Подождав, когда они сыграют всю программу, я подошёл к Томасу Хедли и представился, кстати совсем непохожего на Джерри Ли Люиса. Алан Прайс и гитарист, имени, которого вспомнить я не могу, стояли поодаль, пока мы с Хедли разговаривали. Оказалось, они уже долго играют вместе, но только по ту сторону реки, и надеются выступить на шоу талантов Кэрол Люис.
Перед тем как расстаться мне удалось перекинуться парой слов с Аланом Прайсом и сказать, что, по–моему, ему больше подходят клавиши чем бас–гитара. Вместо ответа он прохрюкал что–то похожее на «спасибо» и ушёл.
Подытоживая всё, скажу, что и музыка, и моя любовь к Дорин Кокер, и моя постоянная тяга к джазу и к истории американской чёрной музыки — всё подталкивало меня всё ближе и ближе к действительной оценке чёрной культуры.
Точно не могу вспомнить, когда и где я расколол свой орех. Я поигрывал этим в школе, и называл их своими «сексуальными опытами». Я уверил себя, что перепробовал всё возможное, «в пределах человеческих желаний». Но если быть честным, у меня ещё не было желанной девушки в подобающей атмосфере, и чтобы без перерыва, на всю ночь. Но я купался в наслаждениях и будущее рисовалось мне с радостью. Где–то в течение того жаркого лета между школой и поступлением в колледж это и произошло.
Был такой джазовый клуб на Нельсон–стрит при университетском студенческом обществе, принадлежащий Майку Джеффери и расположенный на четвёртом этаже в самом дальнем конце громадного торгового комплекса. Горячее местечко. Майти Джо Младший там регулярно выступал, как и Клайд Велли Стомперс. Лучшие коллективы Северо—Востока играли там. Место, где студенты пересекались с уличной молодёжью. Даже с дальних ферм приезжали сюда. Среди разных характеров, выделялся один горняк, все звали его Джорди. Пяти футов трёх дюймов, смуглый с запоминающимся лицом с тёмно–карими глазами и чёрными струящимися волосами, Он был невероятно силён для парня поглощающего несчётное количество пинт ньюкаслского тёмного эля.

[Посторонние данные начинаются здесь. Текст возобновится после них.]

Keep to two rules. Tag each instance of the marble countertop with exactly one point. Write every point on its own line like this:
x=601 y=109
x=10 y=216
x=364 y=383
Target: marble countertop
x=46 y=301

Обладатель ужасающего шрама, через весь череп от уха до уха, слегка только прикрываемого недавно выросшими чёрными волосами. Приобретённого им во время нелегальных скачек на пони через четверть–мильный туннель. Шлема у него не было, и он врезался головой прямо в закрытый шлагбаум. Пролежав в коме три недели, провёл он в больнице целый год. Он уже нигде не работал и ему выложили кругленькую сумму. И он уже вовсю наслаждался такой ранней отставкой, когда я неожиданно наскочил на него в джаз–клубе М. Дж. Он бывал там обычно не один, а со своей подругой, блондинкой, носящей невозможно узкие юбки, как если бы на время она становилась жидкой и её заливали в них. И, думаю, тратила неимоверно много времени, ухаживая за своими ногтями. Вдобавок в тусклом и сумрачном освещении клуба её волосы казались серебряными. Даже когда молчала, губы её не переставали шевелиться.